I am standing in front of an open cooler reading label after label. “Growth Hormone Free”, “Raised Without Antibiotics”, “Vegetarian Diet”, “Natural” branding all cover packages of bacon. Which one is best? Where is the quality? I notice the pack weights of bacon and for the first time in my life I realize they are all 12 oz instead of the classic pound. Strategic marketing combined with shrinkflation has me spending $8 on my chosen pack.
As spring approaches I find myself having to make a similar decision as the heads of these multinational corporations with the price of our CSA shares. The costs of production have increased ahead of the share price as labor, materials, and utilities. The farm is spending more for each unit of crop than ever before.
Upon cooking the bacon I marveled at how it has been sliced to the same width as the handle of my fork. Slightly overcooked for this reason I was surprised more by how little flavor this meat had. It tasted like a greasy chip. There was a time when if you had always shopped at the grocery store you might not know the difference between mass produced and home grown food. Now, it seems impossible to not notice the lengths businesses are going to reduce quantity and quality of products.
The reason I have chosen to raise prices instead of reduce quality is because of the value our products provide beyond the vegetable itself. Each crop contributes to our weekly diets and feeds our soil in a cyclical process of regeneration.

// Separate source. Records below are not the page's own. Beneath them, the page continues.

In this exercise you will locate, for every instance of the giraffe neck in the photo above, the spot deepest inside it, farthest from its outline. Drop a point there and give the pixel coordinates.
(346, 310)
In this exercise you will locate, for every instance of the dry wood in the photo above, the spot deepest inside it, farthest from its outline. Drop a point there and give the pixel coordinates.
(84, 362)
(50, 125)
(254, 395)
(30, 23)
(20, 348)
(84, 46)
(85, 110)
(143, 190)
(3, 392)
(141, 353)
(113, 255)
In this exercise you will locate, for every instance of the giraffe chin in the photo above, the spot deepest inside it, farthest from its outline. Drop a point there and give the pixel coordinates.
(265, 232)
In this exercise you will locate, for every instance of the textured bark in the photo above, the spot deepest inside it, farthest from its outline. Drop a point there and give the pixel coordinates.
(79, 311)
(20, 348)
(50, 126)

Practices like leaving roots in the ground, minimal tillage, cover cropping, and mulching provide improvements in the soil. Much of our profits are reinvested back into the ground they came from to grow fertility rather than degrade.

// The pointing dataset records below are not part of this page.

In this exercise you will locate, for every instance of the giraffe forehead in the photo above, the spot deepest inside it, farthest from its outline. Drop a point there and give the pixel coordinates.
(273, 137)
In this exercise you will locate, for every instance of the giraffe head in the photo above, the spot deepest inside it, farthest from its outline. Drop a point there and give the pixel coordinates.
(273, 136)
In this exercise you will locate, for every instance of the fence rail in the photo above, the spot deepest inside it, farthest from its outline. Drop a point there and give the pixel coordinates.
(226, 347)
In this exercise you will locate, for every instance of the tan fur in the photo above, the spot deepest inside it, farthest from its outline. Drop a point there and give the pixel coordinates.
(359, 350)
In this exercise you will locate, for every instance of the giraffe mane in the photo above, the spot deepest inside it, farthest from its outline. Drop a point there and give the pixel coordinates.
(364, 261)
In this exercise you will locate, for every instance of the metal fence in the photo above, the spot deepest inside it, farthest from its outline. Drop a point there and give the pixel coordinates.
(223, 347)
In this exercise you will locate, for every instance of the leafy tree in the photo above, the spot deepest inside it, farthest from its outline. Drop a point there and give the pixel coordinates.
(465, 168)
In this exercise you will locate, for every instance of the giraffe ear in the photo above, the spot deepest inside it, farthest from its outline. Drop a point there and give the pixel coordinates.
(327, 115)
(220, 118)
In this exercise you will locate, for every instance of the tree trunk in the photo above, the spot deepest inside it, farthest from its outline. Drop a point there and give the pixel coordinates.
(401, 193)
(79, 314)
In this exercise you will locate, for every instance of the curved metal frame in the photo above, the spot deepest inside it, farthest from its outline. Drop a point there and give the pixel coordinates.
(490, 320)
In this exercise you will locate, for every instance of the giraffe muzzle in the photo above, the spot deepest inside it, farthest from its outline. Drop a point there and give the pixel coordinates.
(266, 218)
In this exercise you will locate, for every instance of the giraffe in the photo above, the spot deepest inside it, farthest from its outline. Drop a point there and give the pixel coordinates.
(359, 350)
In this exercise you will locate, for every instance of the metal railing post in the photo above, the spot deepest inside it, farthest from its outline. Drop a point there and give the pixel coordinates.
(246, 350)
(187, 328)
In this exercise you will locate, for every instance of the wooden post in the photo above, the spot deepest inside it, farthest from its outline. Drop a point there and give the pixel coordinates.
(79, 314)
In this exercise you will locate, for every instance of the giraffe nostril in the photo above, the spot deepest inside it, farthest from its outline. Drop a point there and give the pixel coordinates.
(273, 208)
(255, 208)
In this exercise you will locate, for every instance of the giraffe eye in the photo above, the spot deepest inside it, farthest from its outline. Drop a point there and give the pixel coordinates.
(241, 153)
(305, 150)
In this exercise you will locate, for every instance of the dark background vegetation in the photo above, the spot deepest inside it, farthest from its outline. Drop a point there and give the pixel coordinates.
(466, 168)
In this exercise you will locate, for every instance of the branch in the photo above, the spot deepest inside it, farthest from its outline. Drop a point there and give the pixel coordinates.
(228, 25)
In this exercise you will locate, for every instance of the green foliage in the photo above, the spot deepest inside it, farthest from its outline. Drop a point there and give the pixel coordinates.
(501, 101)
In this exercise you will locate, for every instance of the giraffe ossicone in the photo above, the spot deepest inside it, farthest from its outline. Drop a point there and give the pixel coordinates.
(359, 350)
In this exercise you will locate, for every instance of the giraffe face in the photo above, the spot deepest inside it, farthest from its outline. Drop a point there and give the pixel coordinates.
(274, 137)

The same could not be said for a conventional package of pork. That “Vegetarian Diet” is likely an intense ration of GMO soy and corn scientifically formatted for rapid growth in confined spaces. While we see the quality of our products improve over time, the opposite is true at the commodity scale where convenience has been traded for health.
We also provide jobs to local folks, most of whom are just starting out in agriculture. Teaching has become an integral role of our farm as each employee gets dropped into a living system that functions from diversity rather than simplification. You wouldn’t believe the focus that must be paid to weed a bed containing 3 different crops, each at different growing stages. These practices can be a management headache but allow us to increase production in our short growing season, protect crops without spraying for pests, and improve soil health.
When food is grown in these ways, the quality and nutrient density is outstanding. These are both core values that we will continue to provide even if that means a higher cost of production. They are what separates our farm from the rest.
This week prices will remain the same, however by next Monday we will be raising them about 10%. I wanted to communicate this to you because you need to know. We have always worked to keep our CSA shares accessible through access programs like the Vegetable Connection, payment plans, and bonuses on the veggie credits. To continue that ethic, a heads up is necessary for people that have been considering but have not pulled the trigger.